Este preâmbulo é para entrar no absurdo que ocorreu na cidade de São José dos Campos no estado mais desenvolvido da federação, onde um delegado de polícia, considerando-se acima da lei, de qualquer direito, não aceitou a advertência de um cidadão cadeirante de que havia estacionado o veículo em local reservado aos deficientes físicos. Os jornais publicaram que o tal delegado além de ofender o cidadão cadeirante, ainda colocou o revolver no seu rosto, ameaçando-o. Obviamente, para o delegado, o cadeirante deveria se "colocar no seu lugar", ou seja, da submissão total e absoluta a um representante da lei que deve sempre ter privilégios respeitados, mesmo que outra lei obrigue os estabelecimentos a destinarem vagas de estacionamento exclusivamente para deficientes ou idosos. O problema para o representante da lei é que houve testemunha e o cadeirante é também um advogado.

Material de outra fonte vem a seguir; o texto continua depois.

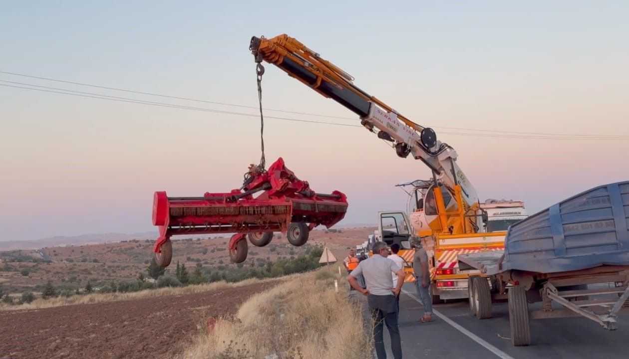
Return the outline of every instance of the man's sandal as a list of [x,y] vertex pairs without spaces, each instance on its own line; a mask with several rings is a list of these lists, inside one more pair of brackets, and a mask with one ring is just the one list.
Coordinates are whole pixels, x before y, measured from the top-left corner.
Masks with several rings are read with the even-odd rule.
[[421,317],[421,318],[420,318],[420,319],[418,319],[417,320],[418,320],[418,321],[420,321],[421,323],[428,323],[428,322],[433,321],[433,320],[434,320],[434,319],[432,319],[432,316],[430,316],[428,317],[426,317],[426,316],[424,316]]

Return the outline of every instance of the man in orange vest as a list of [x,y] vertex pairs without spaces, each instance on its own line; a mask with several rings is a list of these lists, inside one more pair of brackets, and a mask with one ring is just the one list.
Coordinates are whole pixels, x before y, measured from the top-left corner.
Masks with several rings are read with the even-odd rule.
[[[360,262],[357,257],[356,257],[356,250],[352,248],[350,250],[350,255],[345,257],[345,259],[343,261],[343,265],[345,266],[345,269],[347,270],[347,274],[349,274],[352,270],[356,269],[358,267],[358,263]],[[362,278],[357,278],[358,279],[359,284],[362,287],[365,287],[364,283],[363,282]],[[350,290],[355,290],[353,287],[350,286]]]

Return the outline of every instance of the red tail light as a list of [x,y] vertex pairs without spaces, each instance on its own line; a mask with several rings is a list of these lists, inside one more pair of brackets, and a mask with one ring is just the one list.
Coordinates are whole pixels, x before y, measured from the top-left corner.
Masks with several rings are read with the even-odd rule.
[[437,287],[454,287],[454,280],[443,280],[437,282]]

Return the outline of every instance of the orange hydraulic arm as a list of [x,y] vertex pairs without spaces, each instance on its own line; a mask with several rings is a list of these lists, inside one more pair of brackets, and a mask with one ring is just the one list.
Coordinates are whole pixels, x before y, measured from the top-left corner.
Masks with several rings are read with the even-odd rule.
[[432,129],[413,122],[361,90],[353,84],[353,77],[286,34],[268,39],[253,36],[249,50],[258,63],[259,80],[264,73],[264,60],[352,111],[360,117],[361,124],[378,138],[394,143],[399,157],[412,154],[432,170],[435,182],[438,179],[457,197],[460,195],[457,199],[461,207],[457,212],[464,227],[460,230],[469,233],[482,228],[476,189],[456,163],[456,152],[438,141]]

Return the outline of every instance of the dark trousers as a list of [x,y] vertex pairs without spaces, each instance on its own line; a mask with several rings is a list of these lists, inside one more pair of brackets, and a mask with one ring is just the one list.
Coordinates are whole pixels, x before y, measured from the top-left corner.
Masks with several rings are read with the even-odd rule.
[[391,351],[394,359],[402,359],[402,341],[398,327],[398,302],[395,295],[374,295],[369,294],[367,302],[371,314],[374,326],[374,345],[378,359],[386,359],[384,350],[384,324],[387,326],[391,338]]

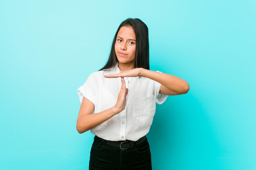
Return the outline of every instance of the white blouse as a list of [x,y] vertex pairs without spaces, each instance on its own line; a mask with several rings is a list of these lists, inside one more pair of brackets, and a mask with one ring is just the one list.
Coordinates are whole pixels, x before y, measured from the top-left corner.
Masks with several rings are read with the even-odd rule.
[[[119,73],[117,65],[112,70],[91,74],[78,89],[81,103],[83,97],[94,105],[94,114],[114,106],[121,87],[121,78],[105,78],[106,74]],[[167,96],[159,94],[161,84],[143,77],[124,77],[129,89],[125,109],[91,130],[104,139],[136,141],[149,131],[155,112],[155,103],[162,104]]]

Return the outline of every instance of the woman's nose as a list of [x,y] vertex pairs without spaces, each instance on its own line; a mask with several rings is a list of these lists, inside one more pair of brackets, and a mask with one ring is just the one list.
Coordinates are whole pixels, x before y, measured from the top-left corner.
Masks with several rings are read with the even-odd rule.
[[122,43],[120,47],[121,47],[120,48],[121,49],[121,50],[126,50],[126,43]]

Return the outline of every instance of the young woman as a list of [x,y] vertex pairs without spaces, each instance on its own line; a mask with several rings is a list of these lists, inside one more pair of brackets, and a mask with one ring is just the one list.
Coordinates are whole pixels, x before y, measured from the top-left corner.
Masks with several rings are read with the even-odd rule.
[[78,89],[76,129],[96,135],[89,170],[151,170],[146,135],[167,95],[186,93],[189,84],[149,70],[148,30],[139,19],[118,28],[106,65]]

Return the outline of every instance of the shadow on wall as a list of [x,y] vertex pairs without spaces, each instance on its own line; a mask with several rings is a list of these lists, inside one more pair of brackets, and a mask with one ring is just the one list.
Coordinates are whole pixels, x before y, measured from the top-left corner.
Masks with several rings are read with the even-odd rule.
[[154,169],[222,169],[216,132],[203,106],[189,92],[157,106],[147,135]]

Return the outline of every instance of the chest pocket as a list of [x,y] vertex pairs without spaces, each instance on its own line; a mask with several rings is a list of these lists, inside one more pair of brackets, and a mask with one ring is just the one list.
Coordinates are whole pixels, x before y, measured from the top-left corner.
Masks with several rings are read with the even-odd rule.
[[135,97],[132,101],[132,115],[139,121],[146,123],[152,121],[155,112],[155,100],[153,96]]

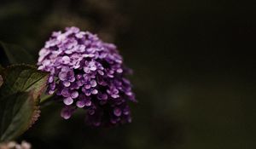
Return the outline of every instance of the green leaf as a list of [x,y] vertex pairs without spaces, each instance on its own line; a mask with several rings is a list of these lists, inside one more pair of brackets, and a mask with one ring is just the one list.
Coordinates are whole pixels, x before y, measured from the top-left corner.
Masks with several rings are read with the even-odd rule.
[[49,74],[26,65],[4,69],[0,88],[0,141],[24,133],[38,117],[39,95],[44,90]]
[[[8,64],[34,64],[35,62],[26,50],[17,45],[8,44],[0,41],[0,50],[5,54]],[[3,58],[2,57],[2,59]]]
[[34,90],[34,98],[42,94],[46,87],[49,74],[27,65],[14,65],[4,70],[4,83],[0,97],[17,92]]
[[32,92],[19,92],[0,100],[0,142],[24,133],[39,116]]

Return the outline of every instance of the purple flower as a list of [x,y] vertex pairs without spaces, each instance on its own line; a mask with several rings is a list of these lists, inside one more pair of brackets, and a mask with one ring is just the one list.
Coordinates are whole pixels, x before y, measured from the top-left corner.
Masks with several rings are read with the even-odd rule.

O mais triste é que o acontecimento não é nenhuma novidade neste país e com certeza apenas um insignificante número de casos chega à imprensa. O recente episódio do estagiário que foi humilhado por um juiz pelo simples fato de estar na fila de espera para utilizar o caixa eletrônico em um órgão público de Brasília, é outro exemplo que mostra o poder da "carteirada". Esse tipo de comportamento está tão enraizado em nossa cultura, que as pessoas acabam considerando normal que alguém que representa a lei, utilize essa prerrogativa para obter vantagens e privilégios. A partir daí, maus advogados, se valem do conhecimento da lei para se colocarem acima dela. Quem nunca ouviu um deles tirar a carteirinha da OAB e usá-la como instrumento intimidatório?

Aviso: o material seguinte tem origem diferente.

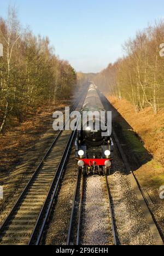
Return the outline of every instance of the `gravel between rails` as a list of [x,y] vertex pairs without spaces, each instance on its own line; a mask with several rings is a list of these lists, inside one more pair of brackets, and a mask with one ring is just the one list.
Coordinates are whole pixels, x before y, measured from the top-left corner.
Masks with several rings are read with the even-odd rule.
[[83,245],[113,245],[105,178],[86,178],[81,225]]
[[114,142],[114,158],[112,175],[108,179],[119,244],[154,245],[150,230]]

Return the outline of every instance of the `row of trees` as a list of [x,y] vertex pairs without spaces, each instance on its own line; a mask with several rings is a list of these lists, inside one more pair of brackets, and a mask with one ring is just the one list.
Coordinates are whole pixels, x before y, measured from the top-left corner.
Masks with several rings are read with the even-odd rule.
[[0,18],[0,133],[11,117],[20,121],[43,104],[68,97],[76,83],[76,73],[54,54],[49,39],[22,30],[14,9],[7,20]]
[[125,56],[96,77],[110,95],[130,101],[136,113],[164,107],[164,22],[138,32],[124,46]]

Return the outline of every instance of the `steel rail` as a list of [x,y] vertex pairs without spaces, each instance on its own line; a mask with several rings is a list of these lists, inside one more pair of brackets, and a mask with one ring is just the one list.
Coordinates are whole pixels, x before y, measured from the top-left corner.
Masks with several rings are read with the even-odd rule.
[[77,177],[77,181],[76,181],[76,184],[75,184],[75,187],[74,194],[72,210],[71,210],[71,213],[69,226],[68,228],[68,236],[67,236],[67,243],[66,243],[67,246],[70,245],[71,232],[72,232],[72,230],[73,228],[73,217],[75,214],[75,205],[77,203],[78,184],[79,184],[79,182],[80,177],[81,175],[81,173],[79,171],[78,171]]
[[[71,111],[73,111],[73,110],[74,110],[76,108],[76,107],[78,106],[80,100],[80,97],[79,97],[78,98],[78,100],[75,102],[74,106],[71,108]],[[65,125],[66,125],[66,123],[64,124],[64,126],[65,126]],[[39,165],[37,167],[37,169],[34,171],[33,176],[32,176],[32,177],[30,178],[30,181],[28,181],[28,182],[26,184],[25,188],[24,188],[24,190],[21,193],[21,195],[19,196],[16,202],[16,203],[14,204],[14,206],[13,207],[11,210],[10,211],[9,213],[8,214],[8,215],[7,216],[6,218],[4,219],[3,223],[2,223],[1,226],[0,227],[0,236],[1,236],[1,232],[3,231],[4,229],[5,228],[5,225],[10,221],[10,217],[14,214],[14,211],[15,211],[15,208],[16,208],[16,207],[19,205],[19,202],[21,201],[21,200],[22,200],[22,199],[24,196],[25,193],[26,193],[26,191],[27,191],[28,188],[29,188],[30,184],[31,184],[31,183],[34,180],[34,178],[36,178],[37,173],[38,173],[40,168],[41,168],[44,161],[45,161],[45,160],[48,156],[48,155],[49,155],[50,152],[51,152],[52,148],[54,147],[54,145],[55,144],[56,141],[57,141],[58,138],[59,138],[59,137],[60,136],[60,135],[61,135],[61,134],[62,133],[62,132],[63,132],[63,131],[60,131],[57,133],[57,135],[56,135],[56,136],[55,139],[54,140],[54,141],[52,142],[51,146],[50,147],[50,148],[48,150],[48,151],[46,153],[45,155],[43,158],[43,159],[41,160]]]
[[[85,94],[84,97],[84,101],[85,98]],[[83,106],[83,104],[82,104]],[[82,107],[81,106],[81,107]],[[78,125],[78,120],[77,122],[77,125]],[[54,203],[54,202],[55,199],[55,196],[56,193],[58,190],[58,186],[60,185],[60,182],[62,177],[62,175],[63,173],[64,168],[68,159],[68,155],[69,152],[69,150],[71,148],[72,142],[75,138],[75,136],[77,133],[77,130],[75,130],[73,131],[69,136],[69,139],[67,142],[66,147],[65,148],[64,153],[63,154],[62,157],[61,158],[61,161],[58,165],[57,171],[54,177],[51,187],[49,189],[47,197],[45,200],[43,206],[43,207],[40,212],[39,216],[36,222],[36,226],[33,230],[33,233],[30,238],[30,240],[28,243],[28,245],[39,245],[41,242],[42,238],[43,237],[45,227],[46,226],[46,223],[48,220],[49,217],[51,213],[51,208]],[[54,189],[55,187],[55,188]],[[49,202],[49,199],[50,201]],[[44,218],[43,222],[42,223],[42,219],[43,219],[43,216],[45,216]],[[41,223],[41,224],[40,224]],[[39,229],[39,226],[40,228]],[[38,230],[39,230],[38,232]],[[38,234],[37,234],[38,233]],[[37,239],[36,239],[37,237]]]

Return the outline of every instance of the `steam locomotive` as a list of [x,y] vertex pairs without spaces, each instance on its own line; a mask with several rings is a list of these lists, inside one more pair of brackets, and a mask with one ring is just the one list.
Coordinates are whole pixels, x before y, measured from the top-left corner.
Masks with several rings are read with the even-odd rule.
[[[102,112],[104,118],[101,118]],[[89,86],[80,114],[80,129],[75,143],[78,168],[83,174],[108,175],[113,159],[113,143],[108,131],[107,113],[94,84]]]

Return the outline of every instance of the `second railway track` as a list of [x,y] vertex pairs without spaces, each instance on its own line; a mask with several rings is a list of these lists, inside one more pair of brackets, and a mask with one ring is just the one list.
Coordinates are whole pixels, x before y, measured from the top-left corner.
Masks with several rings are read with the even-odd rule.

O problema fica ainda pior quando envolve o racismo, como o que presenciei em um shopping em São Paulo. Um cidadão jovem e saudável ao ser advertido por um segurança negro de que estava ocupando uma vaga destinada a deficientes físicos, procedeu de maneira semelhante, com o agravante de uma manifestação racista: "Escute aqui o negrão, coloque-se no seu lugar porque senão eu vou mandar te demitir e prendê-lo por desacato a um delegado de polícia". O segurança respondeu submissamente: "me desculpe senhor" e fez o que o delegado ordenou: colocou-se no seu lugar, ou seja, numa categoria social que não tem direitos, nem mesmo de cumprir as suas funções; repito: apesar da nossa constituição deixar muito claro que todos somos iguais perante a lei. Mas ai vem àquela máxima que Orwell imortalizou no livrinho "Animal Farm" (A revolução dos bichos): "Todos são iguais, mas alguns são mais iguais do que os outros".

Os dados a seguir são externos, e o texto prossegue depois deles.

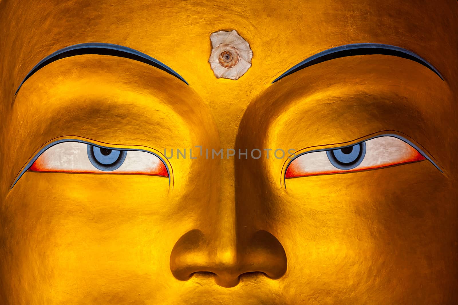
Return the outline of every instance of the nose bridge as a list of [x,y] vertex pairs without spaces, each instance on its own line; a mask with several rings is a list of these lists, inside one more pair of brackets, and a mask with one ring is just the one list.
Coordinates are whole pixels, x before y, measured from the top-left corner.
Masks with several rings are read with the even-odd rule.
[[[215,221],[209,228],[209,254],[215,262],[234,268],[237,261],[237,215],[233,163],[224,160],[219,198],[215,205]],[[229,271],[229,270],[228,270]]]
[[211,273],[217,284],[227,288],[237,285],[241,277],[249,273],[272,279],[281,277],[287,267],[284,250],[275,236],[256,227],[256,219],[262,217],[255,214],[260,210],[242,209],[240,214],[240,205],[262,204],[260,197],[251,192],[241,194],[250,191],[236,183],[234,163],[221,161],[220,180],[214,181],[214,188],[208,190],[214,196],[201,212],[198,227],[182,236],[172,249],[172,274],[187,280],[195,274]]

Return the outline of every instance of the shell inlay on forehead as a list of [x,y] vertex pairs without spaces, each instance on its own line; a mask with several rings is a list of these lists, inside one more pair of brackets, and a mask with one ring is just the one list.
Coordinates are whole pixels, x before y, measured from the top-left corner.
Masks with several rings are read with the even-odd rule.
[[210,39],[213,49],[208,62],[218,78],[238,80],[251,66],[253,52],[235,30],[212,33]]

O episódio, apesar de revoltante, irá também para as calendas depois que o assunto esfriar na imprensa. O delegado foi afastado para investigação e muito provavelmente não será punido ou no máximo ganhará uma advertência por comportamento "inadequado" ou quem sabe poderá ser "condenado" a doar algumas cestas básicas. O lamentável não é somente a transgressão em si, pois já vi a exaustão pessoas saudáveis e jovens em vagas para deficientes ou idosos, mas as nossas percepções de cidadania e de respeito pelos direitos do outro, que ainda estão muito distantes dos padrões de países civilizados. Entretanto, já passou da hora, e muito, de enquadrarmos os detentores de cargos públicos como servidores no seu sentido estrito e não como "donos do poder" acima da lei.